Dans un livre intitulé « La Force du Silence », le Cardinal Robert SARAH nous fait entrer dans le cœur du mystère de Dieu où l’homme se retrouve en contemplant les merveilles de la création, fruit de « régénérescence » d’un amour silencieux de Dieu. « Le premier langage de Dieu, c’est le silence…, son retrait, affirmait le Prélat. La croix est un mystère silencieux qui requiert notre silence profond pour le déchiffrer. Et le désert permet de goûter à ce mystère où Dieu se déploie, se dessaisit et s’offre ! La vie des Ermites est un exemple éloquent.
Or, notre monde cultive de plus en plus le culte narcissique des technologies virtuelles. Les sonorités ravageuses bouchent nos oreilles, nous rendent esclaves d’un mode de vie illusoire qui nous enferme dans une nuit opaque. Le bruit de nos écrans nous enferme sur nous-mêmes, nous centre sur l’éphémère, nous désoriente de l’axe principale de notre existence réelle, nous distrait l’Essentiel… ! Sommes-nous conscients de l’impact permissif qu’engendre ce tapage bruyant dans notre monde et dans notre vie ? De plus en plus sophistiqué, le bruit constitue l’opium du siècle, la nouvelle drogue qui fait des ravages sans faire de bruit.

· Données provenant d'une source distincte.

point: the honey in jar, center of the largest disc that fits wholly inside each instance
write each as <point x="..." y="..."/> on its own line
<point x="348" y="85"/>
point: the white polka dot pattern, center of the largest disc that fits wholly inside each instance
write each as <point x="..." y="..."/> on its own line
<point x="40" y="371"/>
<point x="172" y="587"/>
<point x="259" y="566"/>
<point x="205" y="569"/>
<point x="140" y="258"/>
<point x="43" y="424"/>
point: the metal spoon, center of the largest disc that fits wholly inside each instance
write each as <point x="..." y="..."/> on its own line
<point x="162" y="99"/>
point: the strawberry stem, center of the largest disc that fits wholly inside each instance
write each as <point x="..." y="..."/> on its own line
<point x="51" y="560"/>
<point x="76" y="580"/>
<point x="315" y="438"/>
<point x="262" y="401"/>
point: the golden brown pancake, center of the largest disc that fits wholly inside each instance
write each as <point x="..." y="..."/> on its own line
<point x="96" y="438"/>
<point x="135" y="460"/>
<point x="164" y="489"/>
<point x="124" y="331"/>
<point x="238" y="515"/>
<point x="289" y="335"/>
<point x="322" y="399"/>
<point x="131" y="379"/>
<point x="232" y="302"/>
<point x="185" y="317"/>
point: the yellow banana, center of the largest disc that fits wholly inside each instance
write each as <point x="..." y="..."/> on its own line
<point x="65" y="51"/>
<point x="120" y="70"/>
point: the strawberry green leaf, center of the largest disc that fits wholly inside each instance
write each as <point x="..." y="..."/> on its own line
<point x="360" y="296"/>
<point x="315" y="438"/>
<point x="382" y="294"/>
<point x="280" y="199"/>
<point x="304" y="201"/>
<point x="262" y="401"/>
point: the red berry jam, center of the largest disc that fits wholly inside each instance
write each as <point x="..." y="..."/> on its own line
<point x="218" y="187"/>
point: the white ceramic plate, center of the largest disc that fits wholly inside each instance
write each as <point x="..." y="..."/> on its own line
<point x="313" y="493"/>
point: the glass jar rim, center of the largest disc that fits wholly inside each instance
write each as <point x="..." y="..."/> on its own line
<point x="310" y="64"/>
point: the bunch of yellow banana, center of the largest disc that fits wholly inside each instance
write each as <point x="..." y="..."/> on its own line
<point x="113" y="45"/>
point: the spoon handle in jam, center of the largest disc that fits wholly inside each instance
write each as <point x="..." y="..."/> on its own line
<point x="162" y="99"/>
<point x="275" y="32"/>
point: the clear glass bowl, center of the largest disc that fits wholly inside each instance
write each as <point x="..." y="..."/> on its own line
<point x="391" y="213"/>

Dans ce monde du chaos infernal, l’évènementiel happe facilement l’attention des hommes, alors que l’Essentiel passe parfois inaperçu.
De nos jours, il n’est pas rare de constater l’engouement des personnes de tout bord à prendre la direction des monastères, ilots désertiques et silencieux. Ici, disent certains : on espère se retrouver, contempler, méditer…
Au-delà des sonorités assourdissantes, le désert, synonyme de silence, favorise une longue et douce germination d’une vie nouvelle, permet de contempler une aurore naissante qui transforme nos déserts arides en terre luxuriante, nos crépuscules brumeux en clarté estivale…
Certes, la traversée du désert soumet nos forces humaines à une dure épreuve. L’appréhension de « mourir un peu » nous plonge dans une angoisse insupportable. Et pourtant, nous n’y sommes pas seul, Jésus est avec nous, il nous devance au désert !
« Avec Toi, Seigneur, nous irons au désert » – non pour y demeurer – mais pour « célébrer la Pâques avec Toi » ! Le Carême est notre traversée du désert, notre temps d’entrainement au silence qui nous permet de découvrit le Christ au matin de Pâques.